More recently, security firm Trend Micro reported finding an attack campaign that used a meme drawn from the 1999 science fiction film "The Matrix" to send remote-control instructions for PCs infected with Berbomthum malware (see Twitter Sees Signs of State-Sponsored Attack).
Steganography, however, has also been used to help people operating in repressive regimes to more safely transport sensitive information; to protect journalists and their sources; to safeguard against industrial espionage when crossing borders; and for intelligence agencies undertaking deep-cover operations.
Speaking earlier this month at Black Hat Europe in London, Dominic Schaub, a researcher at a Canadian firm called Discrete Integration, noted that many types of digital steganography may be revealed if investigators look at a PC on which such tools are installed and find encryption tools.
Regardless of intentions, it looks like steganography is going to get more difficult to spot in the future. That's thanks to Schaub building a new approach to digital steganography, in the form of a "fast, stable and functional" toolset that he says functions as "a self-concealing, perfectly deniable encryption/steganography suite."
Russian Doll Steganography
The suite of tools he built creates a hidden, encrypted partition on a disk, while leaving no digital forensic traces, thus making so-called Russian doll steganography - hiding something inside something that looks whole - much easier.
"Deniable encryption and steganography nominally safeguard sensitive information against forced password disclosure by concealing its very existence," Schaub says in an overview of his research. "However, while the presence of sensitive information may be 'plausibly' denied, the possession of steganographic software - e.g. suspiciously configured VeraCrypt - is readily detected and regarded as a 'smoking gun' that invalidates such deniability."

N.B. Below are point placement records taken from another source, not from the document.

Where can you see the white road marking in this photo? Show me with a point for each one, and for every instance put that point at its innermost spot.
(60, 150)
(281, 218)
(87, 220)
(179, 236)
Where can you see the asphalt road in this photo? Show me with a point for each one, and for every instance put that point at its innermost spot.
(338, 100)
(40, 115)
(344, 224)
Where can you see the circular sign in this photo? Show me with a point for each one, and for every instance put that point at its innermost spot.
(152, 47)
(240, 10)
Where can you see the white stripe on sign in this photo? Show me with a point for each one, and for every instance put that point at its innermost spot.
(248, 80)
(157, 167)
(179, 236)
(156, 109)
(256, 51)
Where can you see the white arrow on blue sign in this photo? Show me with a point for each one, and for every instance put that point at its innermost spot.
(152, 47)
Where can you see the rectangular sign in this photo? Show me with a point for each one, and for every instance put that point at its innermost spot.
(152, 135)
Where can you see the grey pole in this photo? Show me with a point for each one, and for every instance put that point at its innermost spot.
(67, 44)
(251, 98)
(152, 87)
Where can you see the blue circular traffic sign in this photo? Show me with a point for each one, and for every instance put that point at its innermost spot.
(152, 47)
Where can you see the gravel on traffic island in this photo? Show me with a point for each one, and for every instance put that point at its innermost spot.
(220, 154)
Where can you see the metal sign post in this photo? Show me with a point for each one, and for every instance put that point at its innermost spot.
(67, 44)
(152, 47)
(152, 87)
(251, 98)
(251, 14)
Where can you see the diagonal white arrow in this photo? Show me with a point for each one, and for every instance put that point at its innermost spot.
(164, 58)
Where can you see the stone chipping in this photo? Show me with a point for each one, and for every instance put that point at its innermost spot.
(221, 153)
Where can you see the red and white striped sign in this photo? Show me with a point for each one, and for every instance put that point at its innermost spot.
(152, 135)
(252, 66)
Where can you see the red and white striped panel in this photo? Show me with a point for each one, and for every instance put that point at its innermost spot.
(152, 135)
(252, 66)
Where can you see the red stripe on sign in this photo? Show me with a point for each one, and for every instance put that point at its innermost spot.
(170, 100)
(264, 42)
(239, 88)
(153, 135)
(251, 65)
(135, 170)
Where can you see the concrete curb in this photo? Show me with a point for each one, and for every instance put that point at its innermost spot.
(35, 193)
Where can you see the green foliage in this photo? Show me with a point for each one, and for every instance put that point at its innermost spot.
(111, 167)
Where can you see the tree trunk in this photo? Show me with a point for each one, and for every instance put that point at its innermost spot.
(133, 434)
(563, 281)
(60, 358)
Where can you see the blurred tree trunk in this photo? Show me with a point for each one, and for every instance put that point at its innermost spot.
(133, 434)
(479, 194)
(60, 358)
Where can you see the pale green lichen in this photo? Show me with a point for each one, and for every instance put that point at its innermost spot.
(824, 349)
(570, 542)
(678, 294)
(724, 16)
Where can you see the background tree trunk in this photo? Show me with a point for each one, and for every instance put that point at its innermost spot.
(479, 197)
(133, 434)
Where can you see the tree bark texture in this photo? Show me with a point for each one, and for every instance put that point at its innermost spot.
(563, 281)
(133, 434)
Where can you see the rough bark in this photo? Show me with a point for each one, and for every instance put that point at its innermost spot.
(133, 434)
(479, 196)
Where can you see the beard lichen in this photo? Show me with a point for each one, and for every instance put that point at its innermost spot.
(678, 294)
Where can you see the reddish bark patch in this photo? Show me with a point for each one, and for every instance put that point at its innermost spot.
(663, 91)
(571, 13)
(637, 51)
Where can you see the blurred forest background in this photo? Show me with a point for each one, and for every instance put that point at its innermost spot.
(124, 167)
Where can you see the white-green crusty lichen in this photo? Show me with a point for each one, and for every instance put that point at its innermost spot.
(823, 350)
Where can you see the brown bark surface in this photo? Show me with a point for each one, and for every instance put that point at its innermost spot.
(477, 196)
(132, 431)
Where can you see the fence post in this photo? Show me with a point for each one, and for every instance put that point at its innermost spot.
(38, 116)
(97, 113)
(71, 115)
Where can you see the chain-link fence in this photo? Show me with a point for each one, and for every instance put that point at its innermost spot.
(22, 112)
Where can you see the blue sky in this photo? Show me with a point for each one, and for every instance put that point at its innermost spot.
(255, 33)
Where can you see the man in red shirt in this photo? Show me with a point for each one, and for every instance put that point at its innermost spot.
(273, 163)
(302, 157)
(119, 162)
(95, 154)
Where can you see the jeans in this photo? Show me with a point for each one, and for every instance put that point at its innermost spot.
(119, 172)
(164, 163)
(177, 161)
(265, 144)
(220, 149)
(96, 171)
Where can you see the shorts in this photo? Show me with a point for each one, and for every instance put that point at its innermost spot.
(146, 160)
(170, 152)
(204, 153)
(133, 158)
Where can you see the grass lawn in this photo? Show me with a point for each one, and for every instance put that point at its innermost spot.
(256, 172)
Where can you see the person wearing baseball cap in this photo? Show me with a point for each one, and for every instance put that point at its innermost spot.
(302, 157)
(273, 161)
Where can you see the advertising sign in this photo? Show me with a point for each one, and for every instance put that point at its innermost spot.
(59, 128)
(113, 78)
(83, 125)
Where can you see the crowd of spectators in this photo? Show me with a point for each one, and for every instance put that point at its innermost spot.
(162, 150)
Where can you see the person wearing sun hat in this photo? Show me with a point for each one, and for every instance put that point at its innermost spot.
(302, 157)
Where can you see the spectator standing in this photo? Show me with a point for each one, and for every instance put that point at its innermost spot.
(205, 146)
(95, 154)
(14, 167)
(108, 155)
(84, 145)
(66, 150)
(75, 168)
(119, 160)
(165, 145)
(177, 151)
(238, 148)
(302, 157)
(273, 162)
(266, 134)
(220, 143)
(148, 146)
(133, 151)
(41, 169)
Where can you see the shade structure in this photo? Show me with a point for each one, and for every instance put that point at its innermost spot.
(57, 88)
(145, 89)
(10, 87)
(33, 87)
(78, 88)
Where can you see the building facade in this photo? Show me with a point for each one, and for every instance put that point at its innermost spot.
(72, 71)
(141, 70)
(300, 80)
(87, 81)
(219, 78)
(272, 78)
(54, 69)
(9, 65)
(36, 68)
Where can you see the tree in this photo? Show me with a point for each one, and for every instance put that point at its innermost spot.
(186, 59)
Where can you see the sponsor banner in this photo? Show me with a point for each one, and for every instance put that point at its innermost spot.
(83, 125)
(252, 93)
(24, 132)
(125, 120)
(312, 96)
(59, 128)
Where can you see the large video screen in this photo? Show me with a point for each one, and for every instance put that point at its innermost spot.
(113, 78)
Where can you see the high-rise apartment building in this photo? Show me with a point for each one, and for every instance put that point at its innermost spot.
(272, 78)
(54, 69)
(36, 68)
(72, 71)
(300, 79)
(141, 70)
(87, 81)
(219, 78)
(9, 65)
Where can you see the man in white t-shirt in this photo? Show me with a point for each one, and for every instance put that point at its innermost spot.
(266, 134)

VeraCrypt, for example, includes the ability to create hidden volumes with their own operating system.
But Schaub says there's a way to address that shortcoming, via what he calls self-concealing steganography, as The Daily Swig first reported.
"In this new paradigm, steganographic tools hide themselves in a self-recursive manner that renders them forensically invisible," he says. "Moreover, upon cryptographic activation by an authorized user, these hidden tools can bootstrap themselves into existence without generating any incriminating forensic evidence. Provided that requisite cryptographic conditions are met, such steganography can be considered 'perfectly deniable.'"
A bootstrap is the program that initializes an operating system during its startup.
'Bit-for-Bit' Normal Linux
Schaub says that his approach enables the creation of a decoy system that "appears bit-for-bit as a normal Linux system" that has been created using entirely out-of-the-box, default Ubuntu parameters.
Schaub says his tool spans about 30,000 lines of code, including a "main kernel module, userspace utilities - for installation, diagnostics, etc. - and various components of [the] bootstrap system."
Although the tool remains in development, he's also tested that it works well on various combinations of Arch and Ubuntu, and has confirmed that VirtualBox for Windows - a free, open source hypervisor - "works very well" on the hidden system.
Numerous Applications
The rise of digital steganographic tools that are tougher to spot is good news for people operating in repressive regimes, or others attempting to safeguard themselves against bad actors.
But of course, tools built for good often get repurposed for illicit purposes, and digital steganography looks set to make life more difficult for law enforcement agencies.
"Perfectly deniable steganographic disk encryption is going to be a nightmare when it comes to gathering digital evidence," says Alan Woodward, a professor of computer science at the University of Surrey, via Twitter.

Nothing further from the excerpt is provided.